Until very recently, churches could order members to choose their faiths—choose their imaginary friends and their man-made dogmas—over their own children. Those days are over:
Ever since she was an infant being blessed during a church naming ceremony, Lindsay Matson had been on the books of the Mormon Church. As it has done with millions of other members, the church kept note of her spiritual life as she moved from congregation to congregation, took youth leadership posts and married at age 19 in a Mormon temple.
But now, she and other Mormons upset over new church policies that declare same-sex couples apostates and restrict their children from baptism and other rites are venting their objections by demanding that their names be struck from the church’s meticulously kept records. During the weekend, Ms. Matson and two daughters, one of whom is gay, joined more than 1,000 people lining up in a park here beside the church’s temple spires for a mass resignation....
“I’ve shed some tears,” said Kathy Franson, who said she had drifted from the church in large part because her son was gay. “It felt like a death of someone close to me. I compare it to a death, going through that mourning.”

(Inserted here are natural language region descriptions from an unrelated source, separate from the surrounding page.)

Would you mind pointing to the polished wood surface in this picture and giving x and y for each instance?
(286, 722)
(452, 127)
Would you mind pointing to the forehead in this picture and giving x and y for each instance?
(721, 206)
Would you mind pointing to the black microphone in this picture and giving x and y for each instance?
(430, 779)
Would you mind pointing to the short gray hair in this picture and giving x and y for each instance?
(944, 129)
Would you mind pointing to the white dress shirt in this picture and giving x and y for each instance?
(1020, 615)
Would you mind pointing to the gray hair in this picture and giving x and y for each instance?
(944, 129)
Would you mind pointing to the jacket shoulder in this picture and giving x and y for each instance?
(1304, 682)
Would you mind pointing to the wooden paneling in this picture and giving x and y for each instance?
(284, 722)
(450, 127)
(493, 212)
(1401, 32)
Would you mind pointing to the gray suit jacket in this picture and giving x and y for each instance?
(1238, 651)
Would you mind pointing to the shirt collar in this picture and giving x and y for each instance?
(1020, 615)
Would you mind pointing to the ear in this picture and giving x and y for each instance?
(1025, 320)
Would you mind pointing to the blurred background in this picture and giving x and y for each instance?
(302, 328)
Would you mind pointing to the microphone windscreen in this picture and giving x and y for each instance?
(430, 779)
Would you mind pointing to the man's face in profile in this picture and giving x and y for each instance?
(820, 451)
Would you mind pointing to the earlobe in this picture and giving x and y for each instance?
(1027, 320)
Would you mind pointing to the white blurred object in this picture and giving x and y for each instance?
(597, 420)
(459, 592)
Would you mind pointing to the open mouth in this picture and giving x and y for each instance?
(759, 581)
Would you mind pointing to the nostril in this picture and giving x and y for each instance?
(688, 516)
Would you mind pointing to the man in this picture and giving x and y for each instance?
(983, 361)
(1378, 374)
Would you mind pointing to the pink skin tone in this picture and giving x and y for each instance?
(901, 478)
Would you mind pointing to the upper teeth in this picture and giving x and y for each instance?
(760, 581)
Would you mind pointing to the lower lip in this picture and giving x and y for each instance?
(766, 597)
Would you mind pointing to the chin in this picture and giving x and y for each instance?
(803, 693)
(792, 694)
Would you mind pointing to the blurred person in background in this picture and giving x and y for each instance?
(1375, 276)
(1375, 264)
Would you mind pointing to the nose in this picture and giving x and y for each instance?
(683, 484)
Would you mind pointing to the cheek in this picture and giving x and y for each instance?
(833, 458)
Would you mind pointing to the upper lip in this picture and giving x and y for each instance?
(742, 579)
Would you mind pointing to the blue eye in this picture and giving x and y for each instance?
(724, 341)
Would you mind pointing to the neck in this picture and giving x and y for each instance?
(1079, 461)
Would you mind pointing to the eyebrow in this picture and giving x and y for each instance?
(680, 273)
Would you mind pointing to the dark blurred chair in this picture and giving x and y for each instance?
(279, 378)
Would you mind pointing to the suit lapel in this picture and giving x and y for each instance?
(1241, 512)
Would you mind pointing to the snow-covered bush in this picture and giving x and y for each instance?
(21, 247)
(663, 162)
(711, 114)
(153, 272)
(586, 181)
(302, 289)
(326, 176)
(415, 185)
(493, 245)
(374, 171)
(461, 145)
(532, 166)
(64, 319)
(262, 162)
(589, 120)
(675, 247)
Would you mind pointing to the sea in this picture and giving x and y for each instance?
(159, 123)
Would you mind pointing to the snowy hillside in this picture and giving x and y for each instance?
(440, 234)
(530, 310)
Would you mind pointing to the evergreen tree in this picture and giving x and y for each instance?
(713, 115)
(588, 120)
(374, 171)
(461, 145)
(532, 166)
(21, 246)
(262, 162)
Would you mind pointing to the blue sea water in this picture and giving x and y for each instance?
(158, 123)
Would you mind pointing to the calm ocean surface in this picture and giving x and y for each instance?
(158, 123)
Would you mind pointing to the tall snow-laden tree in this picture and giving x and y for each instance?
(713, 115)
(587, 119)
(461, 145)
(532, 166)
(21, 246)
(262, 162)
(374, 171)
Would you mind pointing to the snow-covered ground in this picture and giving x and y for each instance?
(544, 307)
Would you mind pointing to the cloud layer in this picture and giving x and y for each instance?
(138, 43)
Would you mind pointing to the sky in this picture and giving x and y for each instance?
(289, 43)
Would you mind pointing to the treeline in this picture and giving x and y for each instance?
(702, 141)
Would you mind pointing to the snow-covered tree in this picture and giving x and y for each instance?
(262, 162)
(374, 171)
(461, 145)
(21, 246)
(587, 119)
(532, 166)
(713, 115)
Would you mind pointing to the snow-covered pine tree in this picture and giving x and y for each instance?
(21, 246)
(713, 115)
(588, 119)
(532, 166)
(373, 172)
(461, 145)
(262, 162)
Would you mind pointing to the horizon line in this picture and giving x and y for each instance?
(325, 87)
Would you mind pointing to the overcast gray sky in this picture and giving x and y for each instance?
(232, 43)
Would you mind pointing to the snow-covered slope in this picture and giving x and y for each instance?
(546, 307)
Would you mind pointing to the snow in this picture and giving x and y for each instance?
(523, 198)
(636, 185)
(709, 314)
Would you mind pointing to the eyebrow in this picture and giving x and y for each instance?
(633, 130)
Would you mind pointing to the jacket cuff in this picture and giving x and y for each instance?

There are still people out there—there are still shitty parents out there—who will reject their queer children because Moroni or Jehovah or Allah or Yahweh said they must. (Or because their bishops, pastors, imams, or rabbis told them Moroni, et al., said they must.) But anti-queer bigots in leadership positions at various God shops can no longer rely on the unanimous support and/or silent complicity and/or cowed acquiescence of their congregations.